Words by c.z.robertson

Worse is better in RSS

2003-04-25 09:47:01 UTC

A few days ago I changed the template for the RSS file on this blog. The change I made was to switch from using the complex 1.0 syntax of the Content Module to using the new (seemingly perpetually draft status) content:encoded syntax.

The old syntax looked like this:

<content:items>
  <rdf:Bag>
    <rdf:li>
      <content:item>
        <content:format
          rdf:resource="http://www.w3.org/1999/xhtml" />
        <rdf:value>
          <!-- entity-encoded html here -->
        </rdf:value>
      </content:item>
    </rdf:li>
  </rdf:Bag>
</content:items>

The new syntax looks like this:

<content:encoded>
  <!-- entity-encoded html here -->
</content:encoded>

The main reason for making this change was simple pragmatism.
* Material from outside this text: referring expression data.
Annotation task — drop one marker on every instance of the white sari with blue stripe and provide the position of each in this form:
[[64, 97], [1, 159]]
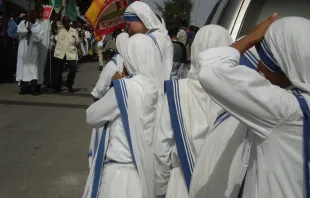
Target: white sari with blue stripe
[[192, 113], [223, 158]]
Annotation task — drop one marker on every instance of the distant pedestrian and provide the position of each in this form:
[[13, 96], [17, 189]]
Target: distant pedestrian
[[65, 51]]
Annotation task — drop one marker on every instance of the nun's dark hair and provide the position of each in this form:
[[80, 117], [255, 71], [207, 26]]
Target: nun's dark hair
[[159, 18]]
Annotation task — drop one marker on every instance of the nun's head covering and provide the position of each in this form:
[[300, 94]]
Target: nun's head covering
[[209, 36], [143, 58], [139, 11], [285, 49]]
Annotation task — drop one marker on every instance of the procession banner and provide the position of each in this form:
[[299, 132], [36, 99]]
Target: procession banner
[[111, 16], [93, 11], [47, 11]]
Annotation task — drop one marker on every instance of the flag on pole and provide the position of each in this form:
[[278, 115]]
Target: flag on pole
[[70, 8], [111, 16], [47, 11], [93, 11]]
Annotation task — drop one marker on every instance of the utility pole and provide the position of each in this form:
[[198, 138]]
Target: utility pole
[[64, 3], [5, 22]]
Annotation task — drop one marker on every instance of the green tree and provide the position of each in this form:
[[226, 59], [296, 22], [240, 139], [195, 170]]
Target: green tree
[[176, 12]]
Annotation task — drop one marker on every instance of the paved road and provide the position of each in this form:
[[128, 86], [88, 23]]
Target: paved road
[[44, 140]]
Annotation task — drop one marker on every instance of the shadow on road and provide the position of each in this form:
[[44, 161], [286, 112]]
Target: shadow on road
[[44, 104]]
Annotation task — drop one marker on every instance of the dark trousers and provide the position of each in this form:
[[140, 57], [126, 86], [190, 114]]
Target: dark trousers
[[57, 73]]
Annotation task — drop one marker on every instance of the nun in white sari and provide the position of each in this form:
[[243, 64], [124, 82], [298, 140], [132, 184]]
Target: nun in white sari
[[276, 112], [139, 11], [186, 117], [104, 84], [123, 164]]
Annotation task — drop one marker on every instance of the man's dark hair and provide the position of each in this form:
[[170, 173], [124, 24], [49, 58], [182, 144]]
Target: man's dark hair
[[116, 33]]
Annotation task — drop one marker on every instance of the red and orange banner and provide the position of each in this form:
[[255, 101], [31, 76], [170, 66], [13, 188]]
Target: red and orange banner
[[93, 11], [106, 15], [47, 11], [111, 16]]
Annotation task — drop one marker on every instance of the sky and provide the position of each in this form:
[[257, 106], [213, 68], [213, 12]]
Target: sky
[[201, 10]]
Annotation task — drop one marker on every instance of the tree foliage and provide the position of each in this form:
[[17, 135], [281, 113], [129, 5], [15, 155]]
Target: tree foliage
[[176, 11]]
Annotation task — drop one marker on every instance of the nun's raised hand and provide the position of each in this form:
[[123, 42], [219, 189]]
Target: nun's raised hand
[[255, 36], [258, 33]]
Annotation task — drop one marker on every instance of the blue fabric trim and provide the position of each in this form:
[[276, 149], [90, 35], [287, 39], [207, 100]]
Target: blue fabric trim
[[99, 164], [96, 141], [130, 17], [306, 137], [121, 96], [248, 59], [267, 58], [183, 149], [221, 118]]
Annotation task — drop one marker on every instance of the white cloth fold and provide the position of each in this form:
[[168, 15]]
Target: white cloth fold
[[151, 22], [28, 54], [145, 96], [272, 114]]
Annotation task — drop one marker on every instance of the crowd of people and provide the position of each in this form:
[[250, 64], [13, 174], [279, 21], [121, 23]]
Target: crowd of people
[[183, 112], [35, 57], [235, 125]]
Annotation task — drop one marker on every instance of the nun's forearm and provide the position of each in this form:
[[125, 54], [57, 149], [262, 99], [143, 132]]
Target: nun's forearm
[[243, 44]]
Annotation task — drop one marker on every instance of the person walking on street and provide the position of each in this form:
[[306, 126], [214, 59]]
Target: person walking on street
[[65, 51]]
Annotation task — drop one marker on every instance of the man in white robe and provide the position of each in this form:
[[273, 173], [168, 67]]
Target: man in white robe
[[31, 33], [43, 45], [275, 110], [198, 113], [128, 112]]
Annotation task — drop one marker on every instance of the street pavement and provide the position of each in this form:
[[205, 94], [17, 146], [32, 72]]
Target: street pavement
[[44, 140]]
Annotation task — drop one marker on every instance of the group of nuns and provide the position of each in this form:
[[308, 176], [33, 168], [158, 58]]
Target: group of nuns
[[237, 126]]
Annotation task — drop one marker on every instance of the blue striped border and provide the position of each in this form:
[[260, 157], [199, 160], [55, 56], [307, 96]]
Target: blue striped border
[[182, 142], [99, 164], [121, 96], [249, 59], [306, 137]]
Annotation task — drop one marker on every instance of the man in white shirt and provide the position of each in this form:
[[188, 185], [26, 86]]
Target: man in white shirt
[[65, 51], [43, 45]]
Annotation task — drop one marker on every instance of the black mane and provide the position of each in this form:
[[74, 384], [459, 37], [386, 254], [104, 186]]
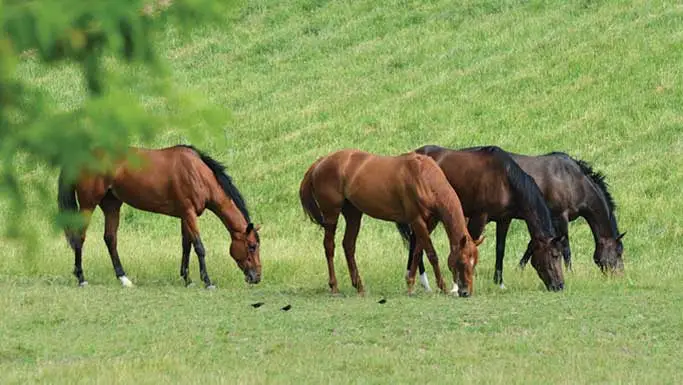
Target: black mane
[[224, 180], [599, 179], [532, 200]]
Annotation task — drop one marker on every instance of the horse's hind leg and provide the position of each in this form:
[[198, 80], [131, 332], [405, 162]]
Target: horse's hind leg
[[185, 260], [76, 241], [190, 223], [353, 218], [111, 207], [502, 227]]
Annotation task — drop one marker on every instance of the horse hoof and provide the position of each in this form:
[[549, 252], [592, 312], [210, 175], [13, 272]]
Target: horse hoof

I don't know of any RSS aggregators which handle the old format, though most seem to handle the new. I'll also be changing the default templates in Catkin to do this in the next release (whenever that may be).
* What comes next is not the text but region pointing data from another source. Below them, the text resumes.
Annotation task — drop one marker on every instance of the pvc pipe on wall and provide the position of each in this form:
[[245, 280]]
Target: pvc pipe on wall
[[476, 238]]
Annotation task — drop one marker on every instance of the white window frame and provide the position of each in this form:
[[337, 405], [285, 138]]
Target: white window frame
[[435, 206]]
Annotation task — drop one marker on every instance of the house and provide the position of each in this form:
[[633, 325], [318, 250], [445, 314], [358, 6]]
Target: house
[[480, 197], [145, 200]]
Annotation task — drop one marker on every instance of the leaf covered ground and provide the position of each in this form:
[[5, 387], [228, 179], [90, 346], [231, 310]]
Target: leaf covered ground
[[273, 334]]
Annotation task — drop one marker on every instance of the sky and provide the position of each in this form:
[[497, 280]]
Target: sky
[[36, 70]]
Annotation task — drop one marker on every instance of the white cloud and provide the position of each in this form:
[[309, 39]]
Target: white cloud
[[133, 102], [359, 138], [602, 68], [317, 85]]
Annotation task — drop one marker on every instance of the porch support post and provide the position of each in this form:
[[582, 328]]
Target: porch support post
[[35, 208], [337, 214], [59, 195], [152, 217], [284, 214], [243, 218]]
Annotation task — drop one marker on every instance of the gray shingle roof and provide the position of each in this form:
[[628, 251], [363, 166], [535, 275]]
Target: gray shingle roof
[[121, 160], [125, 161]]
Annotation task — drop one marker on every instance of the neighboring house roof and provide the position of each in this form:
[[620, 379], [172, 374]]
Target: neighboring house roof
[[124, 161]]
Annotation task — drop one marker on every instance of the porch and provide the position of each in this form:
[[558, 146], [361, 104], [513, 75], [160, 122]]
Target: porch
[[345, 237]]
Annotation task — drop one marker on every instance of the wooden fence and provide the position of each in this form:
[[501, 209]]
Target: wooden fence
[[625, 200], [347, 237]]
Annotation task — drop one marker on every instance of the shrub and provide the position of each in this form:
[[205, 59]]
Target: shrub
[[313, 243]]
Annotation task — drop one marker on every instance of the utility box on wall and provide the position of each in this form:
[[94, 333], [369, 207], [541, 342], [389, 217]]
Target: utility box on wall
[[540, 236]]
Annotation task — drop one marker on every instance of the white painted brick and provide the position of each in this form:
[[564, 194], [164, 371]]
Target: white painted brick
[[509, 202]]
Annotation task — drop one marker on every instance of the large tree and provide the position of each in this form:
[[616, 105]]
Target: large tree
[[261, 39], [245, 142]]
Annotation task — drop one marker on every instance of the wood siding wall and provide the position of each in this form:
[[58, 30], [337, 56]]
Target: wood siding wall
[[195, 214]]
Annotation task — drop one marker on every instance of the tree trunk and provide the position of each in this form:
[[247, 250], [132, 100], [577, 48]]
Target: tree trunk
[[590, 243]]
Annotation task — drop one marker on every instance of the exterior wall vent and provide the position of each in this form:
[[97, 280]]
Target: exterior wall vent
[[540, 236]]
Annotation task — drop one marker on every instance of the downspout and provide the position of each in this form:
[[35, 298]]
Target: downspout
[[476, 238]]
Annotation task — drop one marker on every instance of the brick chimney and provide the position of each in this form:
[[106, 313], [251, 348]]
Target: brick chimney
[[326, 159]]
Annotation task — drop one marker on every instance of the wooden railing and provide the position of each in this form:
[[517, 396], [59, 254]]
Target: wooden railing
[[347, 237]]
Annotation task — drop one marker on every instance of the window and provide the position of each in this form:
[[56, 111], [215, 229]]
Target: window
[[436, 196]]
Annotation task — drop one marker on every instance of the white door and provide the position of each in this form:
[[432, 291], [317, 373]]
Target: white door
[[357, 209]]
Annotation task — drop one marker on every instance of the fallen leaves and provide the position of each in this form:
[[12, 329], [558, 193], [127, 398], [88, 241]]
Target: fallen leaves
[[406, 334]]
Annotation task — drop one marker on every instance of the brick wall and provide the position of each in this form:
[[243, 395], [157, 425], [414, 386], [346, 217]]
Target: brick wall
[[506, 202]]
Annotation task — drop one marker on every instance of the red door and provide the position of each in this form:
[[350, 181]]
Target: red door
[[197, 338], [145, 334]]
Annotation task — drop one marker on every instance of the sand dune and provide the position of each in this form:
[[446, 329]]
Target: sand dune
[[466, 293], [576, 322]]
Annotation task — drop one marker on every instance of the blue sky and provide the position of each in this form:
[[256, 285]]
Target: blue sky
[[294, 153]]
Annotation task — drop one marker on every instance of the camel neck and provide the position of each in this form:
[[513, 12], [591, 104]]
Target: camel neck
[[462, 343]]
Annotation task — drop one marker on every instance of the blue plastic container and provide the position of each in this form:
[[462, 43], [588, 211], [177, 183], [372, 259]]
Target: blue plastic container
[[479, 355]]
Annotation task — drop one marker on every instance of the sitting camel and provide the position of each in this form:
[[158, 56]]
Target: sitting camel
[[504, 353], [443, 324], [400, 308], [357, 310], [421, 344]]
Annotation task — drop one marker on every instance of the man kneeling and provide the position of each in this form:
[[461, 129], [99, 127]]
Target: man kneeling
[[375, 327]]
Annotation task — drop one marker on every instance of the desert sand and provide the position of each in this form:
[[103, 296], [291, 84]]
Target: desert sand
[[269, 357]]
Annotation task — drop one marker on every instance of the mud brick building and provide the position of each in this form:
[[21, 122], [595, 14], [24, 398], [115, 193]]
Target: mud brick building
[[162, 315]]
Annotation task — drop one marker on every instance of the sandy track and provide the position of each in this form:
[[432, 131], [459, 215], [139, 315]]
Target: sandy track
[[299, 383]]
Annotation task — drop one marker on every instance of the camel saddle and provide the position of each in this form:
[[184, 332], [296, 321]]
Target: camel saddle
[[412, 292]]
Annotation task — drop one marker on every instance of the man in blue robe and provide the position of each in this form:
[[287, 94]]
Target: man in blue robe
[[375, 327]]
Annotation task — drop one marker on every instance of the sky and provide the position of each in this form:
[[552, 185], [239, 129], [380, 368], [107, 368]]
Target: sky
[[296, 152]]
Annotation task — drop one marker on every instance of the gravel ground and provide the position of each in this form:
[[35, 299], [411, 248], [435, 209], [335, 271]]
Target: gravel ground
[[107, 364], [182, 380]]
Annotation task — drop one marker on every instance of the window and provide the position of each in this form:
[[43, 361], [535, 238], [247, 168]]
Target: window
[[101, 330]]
I was somewhat reluctant to make this switch. The original syntax is significantly more powerful, and it feels more correct to me. Though I wasn't taking advantage of it here, it allows you to make proper use of the fact that the content might already be in an XML format and to include it without escaping all the special characters. The content can then be parsed at the same time as the RSS, and it's more easily available to other XML-based processing. The original format also allows you to have the content in multiple formats, and to say what the format is. These should be good things.
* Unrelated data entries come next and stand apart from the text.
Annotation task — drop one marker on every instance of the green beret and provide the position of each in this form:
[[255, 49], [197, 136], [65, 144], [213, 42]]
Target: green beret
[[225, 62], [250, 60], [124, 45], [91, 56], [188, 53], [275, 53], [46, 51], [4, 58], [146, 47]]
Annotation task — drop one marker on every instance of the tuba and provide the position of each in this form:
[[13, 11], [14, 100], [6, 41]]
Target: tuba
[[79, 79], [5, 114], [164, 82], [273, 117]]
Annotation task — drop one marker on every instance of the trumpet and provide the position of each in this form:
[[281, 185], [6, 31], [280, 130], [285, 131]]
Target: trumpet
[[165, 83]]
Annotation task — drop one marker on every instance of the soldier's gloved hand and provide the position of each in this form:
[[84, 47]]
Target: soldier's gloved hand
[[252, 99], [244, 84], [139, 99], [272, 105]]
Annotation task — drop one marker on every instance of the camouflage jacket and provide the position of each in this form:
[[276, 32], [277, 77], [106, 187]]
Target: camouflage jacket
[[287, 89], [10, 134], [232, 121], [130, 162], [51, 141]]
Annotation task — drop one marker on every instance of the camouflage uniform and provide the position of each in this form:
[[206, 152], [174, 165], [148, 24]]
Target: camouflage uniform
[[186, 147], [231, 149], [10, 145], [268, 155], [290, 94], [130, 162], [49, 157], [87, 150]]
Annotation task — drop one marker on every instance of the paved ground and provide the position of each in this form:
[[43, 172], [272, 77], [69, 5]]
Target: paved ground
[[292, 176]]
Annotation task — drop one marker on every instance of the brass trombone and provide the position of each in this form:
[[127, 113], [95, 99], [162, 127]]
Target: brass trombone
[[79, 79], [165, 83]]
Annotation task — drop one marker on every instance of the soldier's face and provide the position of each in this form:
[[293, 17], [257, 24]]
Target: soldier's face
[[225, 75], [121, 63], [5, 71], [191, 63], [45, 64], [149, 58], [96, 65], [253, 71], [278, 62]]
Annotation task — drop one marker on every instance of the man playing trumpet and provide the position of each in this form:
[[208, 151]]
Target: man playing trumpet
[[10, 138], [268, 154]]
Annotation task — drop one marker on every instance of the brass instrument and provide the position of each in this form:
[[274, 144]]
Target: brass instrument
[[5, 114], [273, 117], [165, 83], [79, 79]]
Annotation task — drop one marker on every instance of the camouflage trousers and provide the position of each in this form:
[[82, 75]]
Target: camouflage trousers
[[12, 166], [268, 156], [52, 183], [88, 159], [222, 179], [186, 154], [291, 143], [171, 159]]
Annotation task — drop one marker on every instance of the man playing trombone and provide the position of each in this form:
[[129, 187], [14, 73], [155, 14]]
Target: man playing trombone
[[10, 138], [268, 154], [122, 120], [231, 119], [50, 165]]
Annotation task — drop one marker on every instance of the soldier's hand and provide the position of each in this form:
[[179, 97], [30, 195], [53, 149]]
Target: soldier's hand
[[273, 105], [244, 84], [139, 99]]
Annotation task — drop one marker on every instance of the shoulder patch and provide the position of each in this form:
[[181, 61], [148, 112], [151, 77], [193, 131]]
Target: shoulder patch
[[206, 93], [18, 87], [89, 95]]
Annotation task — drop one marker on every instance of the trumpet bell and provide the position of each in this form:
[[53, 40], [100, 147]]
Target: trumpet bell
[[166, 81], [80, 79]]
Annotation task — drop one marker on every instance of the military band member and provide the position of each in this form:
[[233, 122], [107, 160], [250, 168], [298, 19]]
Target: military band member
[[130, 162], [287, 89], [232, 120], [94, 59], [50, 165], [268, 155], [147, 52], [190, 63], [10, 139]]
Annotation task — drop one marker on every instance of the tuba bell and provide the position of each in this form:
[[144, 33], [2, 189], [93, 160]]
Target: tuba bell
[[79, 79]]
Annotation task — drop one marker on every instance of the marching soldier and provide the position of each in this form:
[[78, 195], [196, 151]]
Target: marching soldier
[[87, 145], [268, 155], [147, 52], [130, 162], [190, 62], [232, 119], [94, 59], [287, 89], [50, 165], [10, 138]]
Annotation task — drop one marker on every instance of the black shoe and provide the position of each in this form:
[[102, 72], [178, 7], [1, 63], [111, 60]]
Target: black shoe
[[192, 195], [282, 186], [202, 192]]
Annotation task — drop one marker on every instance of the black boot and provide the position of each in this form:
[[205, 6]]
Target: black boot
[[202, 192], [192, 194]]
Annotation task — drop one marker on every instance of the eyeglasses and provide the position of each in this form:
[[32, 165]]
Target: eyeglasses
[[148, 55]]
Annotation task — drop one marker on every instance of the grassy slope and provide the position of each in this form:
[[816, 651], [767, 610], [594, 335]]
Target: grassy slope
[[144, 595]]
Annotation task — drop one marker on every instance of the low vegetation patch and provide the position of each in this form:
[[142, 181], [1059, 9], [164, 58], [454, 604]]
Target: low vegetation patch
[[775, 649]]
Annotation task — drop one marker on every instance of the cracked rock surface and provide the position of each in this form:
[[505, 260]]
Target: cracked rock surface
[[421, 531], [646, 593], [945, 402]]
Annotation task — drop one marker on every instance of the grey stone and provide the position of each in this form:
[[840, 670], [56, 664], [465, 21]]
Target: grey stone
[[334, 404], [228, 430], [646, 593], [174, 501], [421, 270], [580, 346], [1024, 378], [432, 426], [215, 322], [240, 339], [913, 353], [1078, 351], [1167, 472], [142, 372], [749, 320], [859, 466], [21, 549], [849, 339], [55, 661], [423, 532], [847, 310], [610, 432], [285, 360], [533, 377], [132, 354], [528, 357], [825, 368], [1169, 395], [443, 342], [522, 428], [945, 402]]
But, as often happens, I hadn't properly taken into account the worse-is-better rule. When you start thinking about it in those terms, the drawbacks of the original syntax become glaringly obvious:

  • The ability to have XML markup either as part of the RSS or encoded is a burden for implementors. They have to write code to handle both cases.
  • Furthermore, making the markup into part of the RSS completely ignores the most frequent use case. 99% of the time, the content is just going to be passed off to an HTML renderer. And the renderer doesn't want a DOM tree or a stream of SAX events. It's perfectly capable of doing the parsing itself.
  • Writing the correct sequence of elements for the rdf:Bag is tricky. I personally have a fairly high tolerance for these sorts of things, but I'm weird in that respect.

Despite these criticisms, there's still a part of me that prefers the original syntax. It is right that one XML tree should be included as a subtree of another. It's also right that it should be possible to include the content in a number of different formats. But, according to worse-is-better, completeness can and should be sacrificed for simplicity.

As far as multiple formats are concerned, in simplifying the syntax, they threw the baby out with the bathwater. This may well have something to do with the use of the RDF model. They can't just slap an attribute onto the content:encoded element like any other XML language would. This is one of the problems of using RDF for general purpose markup languages. There are some things for which a tree structure is just more appropriate than a set of RDF triples.

I'm now belatedly coming to the conclusion that RDF in RSS is a mistake. But still, it's better than RSS 2.